Haruki has a piece of wire that is $24$ centimeters long. He wants to bend it to form each of the following shapes, one at a time: A regular hexagon with side length $5$ cm. A square with area $36 \hspace{3pt} \text{cm}^2$. A right triangle whose legs are $6$ and $8$ cm long. Which of the shapes can Haruki make?

Casey went on a road trip that covered $100$ miles, stopping only for a lunch break along the way. The trip took $3$ hours in total and her average speed while driving was $40$ miles per hour. In minutes, how long was the lunch break?

Mika would like to estimate how far she can ride a new model of electric bike on a fully charged battery. She completed two trips totaling 40 miles. The first trip used $\frac{1}{2}$ of the total battery power, while the second trip used $\frac{3}{10}$ of the total battery power. How many miles can this electric bike go on a fully charged battery?
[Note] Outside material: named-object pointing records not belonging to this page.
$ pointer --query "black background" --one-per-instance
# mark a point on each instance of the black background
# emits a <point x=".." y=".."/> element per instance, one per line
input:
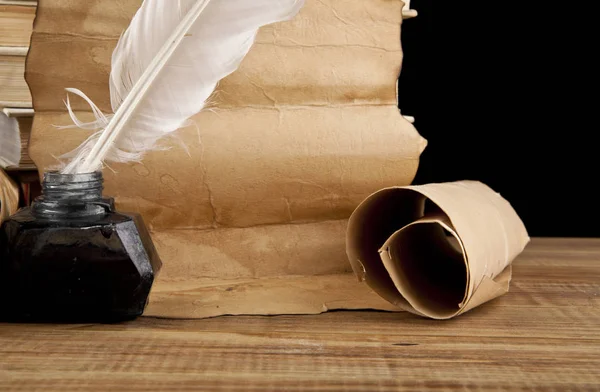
<point x="500" y="94"/>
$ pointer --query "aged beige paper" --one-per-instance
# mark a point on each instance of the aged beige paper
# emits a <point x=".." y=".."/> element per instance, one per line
<point x="436" y="250"/>
<point x="256" y="205"/>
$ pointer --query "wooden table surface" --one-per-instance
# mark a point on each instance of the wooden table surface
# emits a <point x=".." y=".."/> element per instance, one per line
<point x="543" y="335"/>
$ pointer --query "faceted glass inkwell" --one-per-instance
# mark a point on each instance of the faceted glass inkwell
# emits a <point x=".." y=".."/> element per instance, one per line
<point x="71" y="257"/>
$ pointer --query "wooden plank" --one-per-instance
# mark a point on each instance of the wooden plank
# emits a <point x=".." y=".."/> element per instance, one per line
<point x="543" y="335"/>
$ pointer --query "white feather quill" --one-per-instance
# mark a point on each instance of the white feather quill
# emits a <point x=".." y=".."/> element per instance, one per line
<point x="165" y="67"/>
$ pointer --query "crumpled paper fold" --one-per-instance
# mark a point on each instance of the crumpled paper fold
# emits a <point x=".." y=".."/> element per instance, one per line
<point x="436" y="250"/>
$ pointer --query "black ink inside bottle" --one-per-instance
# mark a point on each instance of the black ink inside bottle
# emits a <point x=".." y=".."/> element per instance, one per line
<point x="71" y="257"/>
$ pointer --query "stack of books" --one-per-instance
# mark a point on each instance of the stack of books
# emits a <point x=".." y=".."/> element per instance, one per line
<point x="16" y="109"/>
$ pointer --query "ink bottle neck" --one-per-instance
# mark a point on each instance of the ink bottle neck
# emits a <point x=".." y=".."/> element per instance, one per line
<point x="71" y="196"/>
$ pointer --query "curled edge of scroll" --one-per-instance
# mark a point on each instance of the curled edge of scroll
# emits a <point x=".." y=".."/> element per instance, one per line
<point x="436" y="250"/>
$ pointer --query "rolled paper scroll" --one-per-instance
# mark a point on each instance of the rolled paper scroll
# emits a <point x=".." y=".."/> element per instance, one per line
<point x="436" y="250"/>
<point x="9" y="196"/>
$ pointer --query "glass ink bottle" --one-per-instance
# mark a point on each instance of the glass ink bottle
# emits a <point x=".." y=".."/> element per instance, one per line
<point x="71" y="257"/>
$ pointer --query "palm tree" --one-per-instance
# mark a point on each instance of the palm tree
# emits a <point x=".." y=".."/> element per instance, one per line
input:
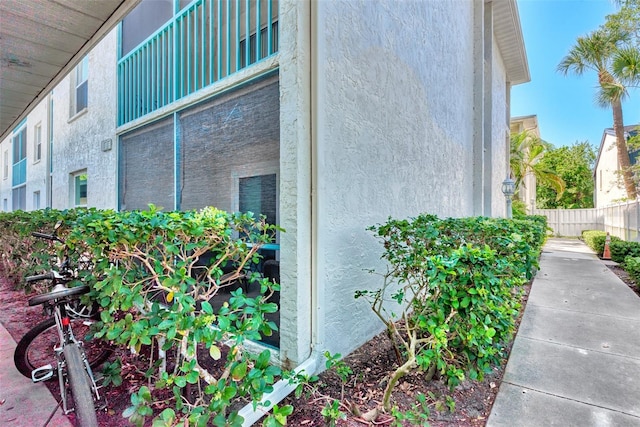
<point x="596" y="52"/>
<point x="526" y="152"/>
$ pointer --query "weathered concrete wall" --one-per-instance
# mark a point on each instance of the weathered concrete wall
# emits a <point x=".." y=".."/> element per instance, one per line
<point x="394" y="114"/>
<point x="79" y="140"/>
Five runners completed the grueling Xmarathon: Luke, Melina, Nico, Olympia, and Pedro. Nico finished $11$ minutes behind Pedro. Olympia finished $2$ minutes ahead of Melina, but $3$ minutes behind Pedro. Olympia finished $6$ minutes ahead of Luke. Which runner finished fourth?
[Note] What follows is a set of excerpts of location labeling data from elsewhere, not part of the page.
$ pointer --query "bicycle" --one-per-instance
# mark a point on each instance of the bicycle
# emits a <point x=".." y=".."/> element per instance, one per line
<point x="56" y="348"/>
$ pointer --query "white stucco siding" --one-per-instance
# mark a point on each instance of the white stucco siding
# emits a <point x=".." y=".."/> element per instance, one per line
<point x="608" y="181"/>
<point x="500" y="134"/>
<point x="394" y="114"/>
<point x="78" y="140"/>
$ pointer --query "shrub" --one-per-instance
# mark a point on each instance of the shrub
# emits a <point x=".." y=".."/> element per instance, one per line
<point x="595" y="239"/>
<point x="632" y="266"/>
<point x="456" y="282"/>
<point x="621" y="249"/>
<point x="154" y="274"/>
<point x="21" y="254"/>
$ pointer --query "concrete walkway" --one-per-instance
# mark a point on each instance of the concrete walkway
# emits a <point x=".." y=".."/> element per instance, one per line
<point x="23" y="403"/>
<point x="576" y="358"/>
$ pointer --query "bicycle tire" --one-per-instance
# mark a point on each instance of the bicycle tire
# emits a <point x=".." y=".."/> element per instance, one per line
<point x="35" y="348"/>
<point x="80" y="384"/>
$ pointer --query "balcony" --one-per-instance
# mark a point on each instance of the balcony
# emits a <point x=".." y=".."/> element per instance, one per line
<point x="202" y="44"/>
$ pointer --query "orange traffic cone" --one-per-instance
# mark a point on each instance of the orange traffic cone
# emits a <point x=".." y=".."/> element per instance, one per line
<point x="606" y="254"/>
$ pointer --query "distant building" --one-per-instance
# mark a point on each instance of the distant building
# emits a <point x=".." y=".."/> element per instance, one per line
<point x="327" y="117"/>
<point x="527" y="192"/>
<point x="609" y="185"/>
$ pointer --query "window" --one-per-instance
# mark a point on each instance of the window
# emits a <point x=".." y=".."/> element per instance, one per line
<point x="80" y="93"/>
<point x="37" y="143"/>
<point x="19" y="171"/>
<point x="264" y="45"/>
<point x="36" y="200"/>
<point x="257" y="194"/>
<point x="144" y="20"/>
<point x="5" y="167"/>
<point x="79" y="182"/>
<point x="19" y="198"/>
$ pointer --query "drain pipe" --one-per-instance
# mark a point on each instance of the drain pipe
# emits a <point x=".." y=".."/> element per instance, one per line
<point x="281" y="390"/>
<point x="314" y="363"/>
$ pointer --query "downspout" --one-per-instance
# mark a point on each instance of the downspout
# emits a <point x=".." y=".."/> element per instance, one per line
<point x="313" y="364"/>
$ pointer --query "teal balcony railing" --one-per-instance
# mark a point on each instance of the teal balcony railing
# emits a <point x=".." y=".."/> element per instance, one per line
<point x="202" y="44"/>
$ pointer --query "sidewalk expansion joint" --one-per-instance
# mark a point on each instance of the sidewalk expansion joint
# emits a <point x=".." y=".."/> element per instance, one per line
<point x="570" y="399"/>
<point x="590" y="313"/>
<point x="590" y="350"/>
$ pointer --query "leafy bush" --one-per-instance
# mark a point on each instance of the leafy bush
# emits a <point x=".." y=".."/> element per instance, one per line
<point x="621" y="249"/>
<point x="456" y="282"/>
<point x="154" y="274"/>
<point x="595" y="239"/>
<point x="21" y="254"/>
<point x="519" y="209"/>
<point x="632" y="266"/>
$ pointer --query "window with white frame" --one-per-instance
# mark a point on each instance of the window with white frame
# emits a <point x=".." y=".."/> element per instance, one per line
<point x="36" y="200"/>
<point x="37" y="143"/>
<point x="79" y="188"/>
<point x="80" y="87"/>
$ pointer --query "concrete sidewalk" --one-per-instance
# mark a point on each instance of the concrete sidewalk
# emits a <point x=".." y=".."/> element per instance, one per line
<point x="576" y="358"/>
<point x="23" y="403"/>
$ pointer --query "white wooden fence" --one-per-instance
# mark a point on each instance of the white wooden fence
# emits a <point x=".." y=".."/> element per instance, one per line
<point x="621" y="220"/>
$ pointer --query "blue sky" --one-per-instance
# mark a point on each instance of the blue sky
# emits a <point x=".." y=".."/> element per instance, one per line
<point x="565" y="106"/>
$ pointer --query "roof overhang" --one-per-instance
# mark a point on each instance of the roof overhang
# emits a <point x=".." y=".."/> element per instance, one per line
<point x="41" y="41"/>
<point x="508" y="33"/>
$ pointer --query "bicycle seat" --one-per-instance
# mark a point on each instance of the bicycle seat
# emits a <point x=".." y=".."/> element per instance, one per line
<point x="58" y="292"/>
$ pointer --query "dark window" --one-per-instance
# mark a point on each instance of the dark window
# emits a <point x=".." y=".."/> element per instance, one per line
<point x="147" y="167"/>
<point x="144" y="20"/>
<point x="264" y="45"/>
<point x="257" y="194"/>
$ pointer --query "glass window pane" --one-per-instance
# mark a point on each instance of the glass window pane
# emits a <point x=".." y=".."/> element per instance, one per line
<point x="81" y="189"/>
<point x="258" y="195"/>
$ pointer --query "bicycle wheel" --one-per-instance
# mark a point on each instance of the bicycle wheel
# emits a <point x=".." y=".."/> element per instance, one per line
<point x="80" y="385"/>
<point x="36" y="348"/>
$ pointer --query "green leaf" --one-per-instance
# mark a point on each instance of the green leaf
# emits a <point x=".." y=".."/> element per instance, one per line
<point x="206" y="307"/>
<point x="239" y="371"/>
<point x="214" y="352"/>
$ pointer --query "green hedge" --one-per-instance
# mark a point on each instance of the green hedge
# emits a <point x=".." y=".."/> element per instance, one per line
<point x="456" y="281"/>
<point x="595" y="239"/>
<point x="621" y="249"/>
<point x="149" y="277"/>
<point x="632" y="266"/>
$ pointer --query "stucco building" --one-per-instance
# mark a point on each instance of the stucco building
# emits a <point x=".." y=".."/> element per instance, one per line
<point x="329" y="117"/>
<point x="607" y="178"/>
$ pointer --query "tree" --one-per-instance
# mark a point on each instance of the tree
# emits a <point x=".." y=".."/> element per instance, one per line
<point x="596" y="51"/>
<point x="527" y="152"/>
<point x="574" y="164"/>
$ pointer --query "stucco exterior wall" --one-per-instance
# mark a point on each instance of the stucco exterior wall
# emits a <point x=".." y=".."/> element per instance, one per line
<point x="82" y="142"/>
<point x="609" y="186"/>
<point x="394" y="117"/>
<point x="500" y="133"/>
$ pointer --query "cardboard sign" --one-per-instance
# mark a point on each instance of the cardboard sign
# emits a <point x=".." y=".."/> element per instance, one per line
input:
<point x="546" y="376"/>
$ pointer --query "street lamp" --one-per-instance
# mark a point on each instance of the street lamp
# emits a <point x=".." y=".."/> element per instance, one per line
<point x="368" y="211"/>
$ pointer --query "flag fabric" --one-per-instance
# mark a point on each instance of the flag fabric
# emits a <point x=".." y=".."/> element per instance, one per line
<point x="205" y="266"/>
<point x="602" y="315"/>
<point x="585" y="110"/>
The figure below shows a tiling of $1 \times 1$ unit squares. Each row of unit squares is shifted horizontally by half a unit relative to the row above it. A shaded square is drawn on top of the tiling. Each vertex of the shaded square is a vertex of one of the unit squares. In square units, what is the area of the shaded square?
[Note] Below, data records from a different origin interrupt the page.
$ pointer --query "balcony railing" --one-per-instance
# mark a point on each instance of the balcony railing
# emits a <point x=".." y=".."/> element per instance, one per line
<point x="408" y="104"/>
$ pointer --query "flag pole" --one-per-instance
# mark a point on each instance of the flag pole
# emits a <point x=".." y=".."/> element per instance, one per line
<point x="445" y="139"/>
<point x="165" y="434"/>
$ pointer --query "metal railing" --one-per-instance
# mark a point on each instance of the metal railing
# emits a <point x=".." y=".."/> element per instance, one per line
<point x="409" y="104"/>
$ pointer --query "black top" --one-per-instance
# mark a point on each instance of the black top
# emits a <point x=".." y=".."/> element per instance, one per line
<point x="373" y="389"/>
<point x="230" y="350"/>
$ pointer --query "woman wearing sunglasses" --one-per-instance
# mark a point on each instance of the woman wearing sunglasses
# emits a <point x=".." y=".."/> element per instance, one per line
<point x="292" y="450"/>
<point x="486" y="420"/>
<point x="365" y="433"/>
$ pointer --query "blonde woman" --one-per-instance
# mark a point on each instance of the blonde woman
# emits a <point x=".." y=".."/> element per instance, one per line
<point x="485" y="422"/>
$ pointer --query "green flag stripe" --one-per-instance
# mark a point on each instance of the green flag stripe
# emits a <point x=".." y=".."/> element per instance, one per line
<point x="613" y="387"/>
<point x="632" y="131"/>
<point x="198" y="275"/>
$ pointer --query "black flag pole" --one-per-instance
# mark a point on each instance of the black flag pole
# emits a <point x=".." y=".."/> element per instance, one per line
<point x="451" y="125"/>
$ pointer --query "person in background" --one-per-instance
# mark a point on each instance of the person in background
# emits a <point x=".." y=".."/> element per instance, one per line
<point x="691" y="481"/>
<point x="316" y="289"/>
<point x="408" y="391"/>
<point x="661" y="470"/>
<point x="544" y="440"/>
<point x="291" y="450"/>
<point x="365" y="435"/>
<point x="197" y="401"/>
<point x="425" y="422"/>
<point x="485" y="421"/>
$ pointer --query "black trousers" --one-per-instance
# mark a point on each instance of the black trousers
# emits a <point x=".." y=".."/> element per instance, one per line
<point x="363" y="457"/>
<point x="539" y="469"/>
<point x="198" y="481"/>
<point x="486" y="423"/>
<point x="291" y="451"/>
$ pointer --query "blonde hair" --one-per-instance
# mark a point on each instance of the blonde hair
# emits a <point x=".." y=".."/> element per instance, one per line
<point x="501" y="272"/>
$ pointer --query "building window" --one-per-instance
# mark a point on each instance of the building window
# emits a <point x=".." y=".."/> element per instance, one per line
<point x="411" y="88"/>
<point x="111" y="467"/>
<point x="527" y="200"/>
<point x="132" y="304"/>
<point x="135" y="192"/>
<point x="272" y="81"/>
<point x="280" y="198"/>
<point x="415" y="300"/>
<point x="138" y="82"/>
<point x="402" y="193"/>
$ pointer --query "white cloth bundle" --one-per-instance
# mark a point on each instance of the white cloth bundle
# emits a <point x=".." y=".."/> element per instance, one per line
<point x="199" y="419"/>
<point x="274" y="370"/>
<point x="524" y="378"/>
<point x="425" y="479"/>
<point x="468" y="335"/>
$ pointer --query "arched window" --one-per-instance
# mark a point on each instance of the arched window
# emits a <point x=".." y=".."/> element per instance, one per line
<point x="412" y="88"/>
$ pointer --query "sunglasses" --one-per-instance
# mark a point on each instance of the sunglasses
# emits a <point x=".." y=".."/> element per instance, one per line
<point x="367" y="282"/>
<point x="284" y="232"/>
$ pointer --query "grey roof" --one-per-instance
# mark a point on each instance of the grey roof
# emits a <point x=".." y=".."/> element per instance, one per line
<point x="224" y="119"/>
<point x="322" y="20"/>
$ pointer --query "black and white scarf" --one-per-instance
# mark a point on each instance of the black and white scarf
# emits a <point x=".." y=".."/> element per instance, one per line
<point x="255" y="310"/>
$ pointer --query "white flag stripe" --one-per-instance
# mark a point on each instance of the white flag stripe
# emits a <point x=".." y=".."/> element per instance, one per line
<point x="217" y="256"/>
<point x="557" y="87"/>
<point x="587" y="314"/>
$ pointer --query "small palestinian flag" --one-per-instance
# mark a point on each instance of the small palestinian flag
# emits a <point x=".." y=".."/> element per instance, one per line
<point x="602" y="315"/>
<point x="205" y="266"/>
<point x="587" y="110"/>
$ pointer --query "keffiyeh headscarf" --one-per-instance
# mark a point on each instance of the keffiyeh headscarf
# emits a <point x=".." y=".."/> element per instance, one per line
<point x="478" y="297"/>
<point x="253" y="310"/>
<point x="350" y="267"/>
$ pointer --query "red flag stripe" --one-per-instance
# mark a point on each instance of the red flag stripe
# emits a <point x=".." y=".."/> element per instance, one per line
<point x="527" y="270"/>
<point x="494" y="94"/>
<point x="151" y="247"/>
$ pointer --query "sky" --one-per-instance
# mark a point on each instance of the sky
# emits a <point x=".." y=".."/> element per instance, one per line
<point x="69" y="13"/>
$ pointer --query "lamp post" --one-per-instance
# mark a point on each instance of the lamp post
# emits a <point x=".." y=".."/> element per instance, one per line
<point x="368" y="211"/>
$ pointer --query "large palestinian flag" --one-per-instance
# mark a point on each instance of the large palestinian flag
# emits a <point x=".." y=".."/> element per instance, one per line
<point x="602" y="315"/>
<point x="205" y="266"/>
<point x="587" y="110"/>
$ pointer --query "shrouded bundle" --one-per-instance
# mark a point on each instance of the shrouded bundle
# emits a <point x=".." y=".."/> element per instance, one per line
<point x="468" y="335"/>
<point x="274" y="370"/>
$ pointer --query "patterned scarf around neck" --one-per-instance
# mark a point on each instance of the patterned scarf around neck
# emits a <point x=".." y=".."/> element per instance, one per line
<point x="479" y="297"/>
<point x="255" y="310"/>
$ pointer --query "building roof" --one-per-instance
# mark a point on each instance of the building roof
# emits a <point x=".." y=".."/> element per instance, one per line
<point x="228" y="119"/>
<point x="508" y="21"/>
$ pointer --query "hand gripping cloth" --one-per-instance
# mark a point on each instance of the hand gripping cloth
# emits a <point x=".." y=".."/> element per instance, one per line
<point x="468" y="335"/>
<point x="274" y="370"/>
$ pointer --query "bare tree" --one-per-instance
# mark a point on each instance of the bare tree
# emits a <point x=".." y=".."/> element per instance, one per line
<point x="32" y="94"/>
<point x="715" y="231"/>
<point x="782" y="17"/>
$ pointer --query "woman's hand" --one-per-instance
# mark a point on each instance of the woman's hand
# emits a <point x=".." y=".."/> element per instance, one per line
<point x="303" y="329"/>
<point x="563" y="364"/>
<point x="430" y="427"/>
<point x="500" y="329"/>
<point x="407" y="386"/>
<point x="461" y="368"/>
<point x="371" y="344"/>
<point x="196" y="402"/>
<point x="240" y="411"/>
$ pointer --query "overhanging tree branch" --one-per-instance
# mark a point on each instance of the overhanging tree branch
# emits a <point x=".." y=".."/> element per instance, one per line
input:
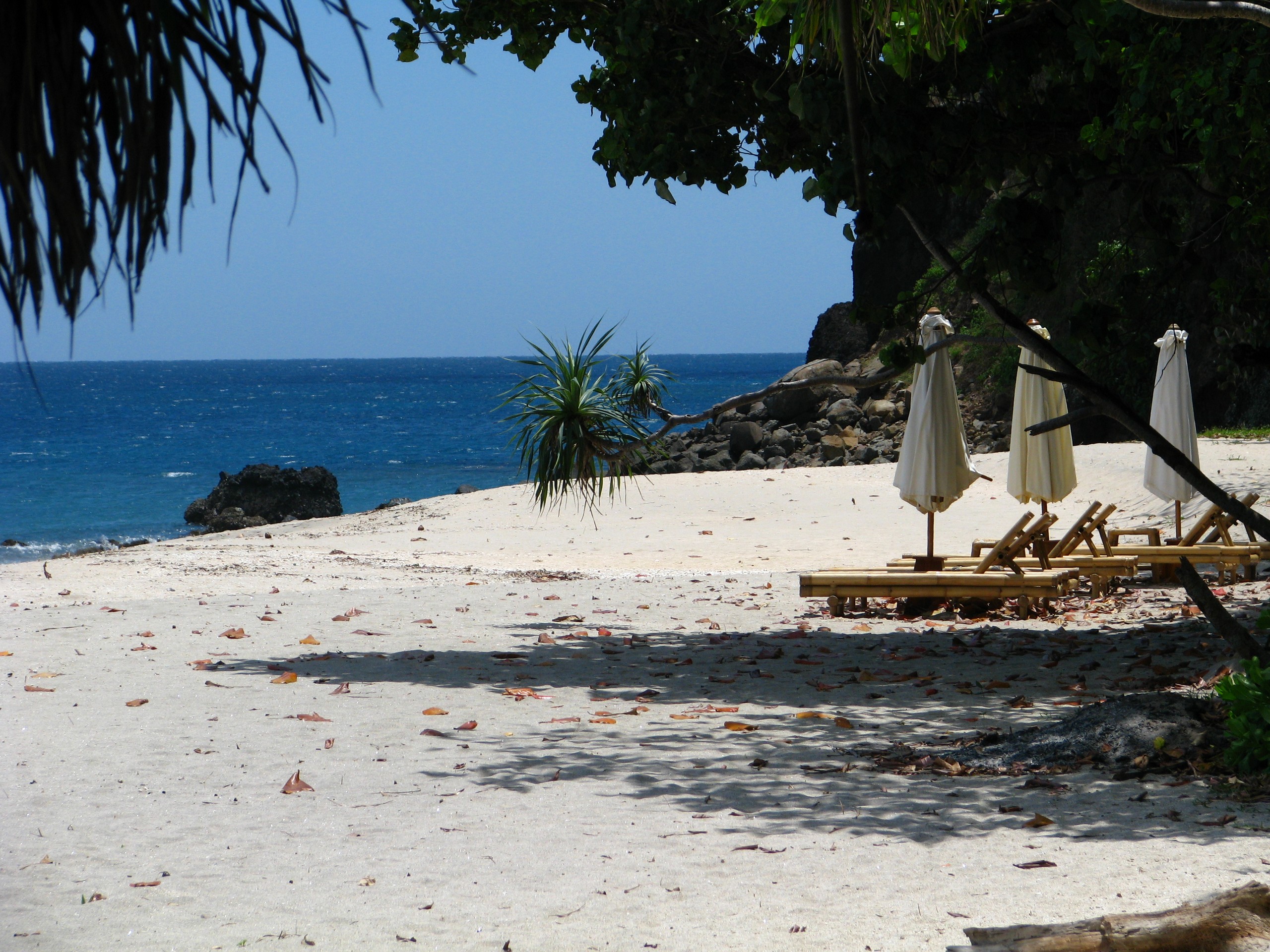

Jami picked three equally spaced integer numbers on the number line. The sum of the first and the second numbers is 40, while the sum of the second and third numbers is 60. What is the sum of all three numbers?

Four students are seated in a row. They chat with the people sitting next to them, then rearrange themselves so that they are no longer seated next to any of the same people. How many rearrangements are possible?

Miguel is walking with his dog, Luna. When they reach the entrance to a park, Miguel throws a ball straight ahead and continues to walk at a steady pace. Luna sprints toward the ball, which stops by a tree. As soon as the dog reaches the ball, she brings it back to Miguel. Luna runs 5 times faster than Miguel walks. What fraction of the distance between the entrance and the tree does Miguel cover by the time Luna brings him the ball?

The notation $n!$ (read "n factorial") is defined as the product of the first $n$ positive integers. (For example, $3!=1 \cdot 2 \cdot 3 = 6$). Define the superfactorial of a positive integer, denoted by $n^!$, to be the product of the factorials of the first $n$ integers. (For example, $3^!=1! \cdot 2! \cdot 3! = 12$). How many factors of $7$ appear in the prime factorization of $51^!$, the superfactorial of $51$?

In an equiangular hexagon, all interior angles measure 120°. An example of such a hexagon with side lengths 2, 3, 1, 3, 2, and 2 is shown below, inscribed in equilateral triangle ABC. Consider all equiangular hexagons with positive integer side lengths that can be inscribed in triangle ABC, with all six vertices on the sides of the triangle. What is the total number of such hexagons? Hexagons that differ only by a rotation or a reflection are considered the same.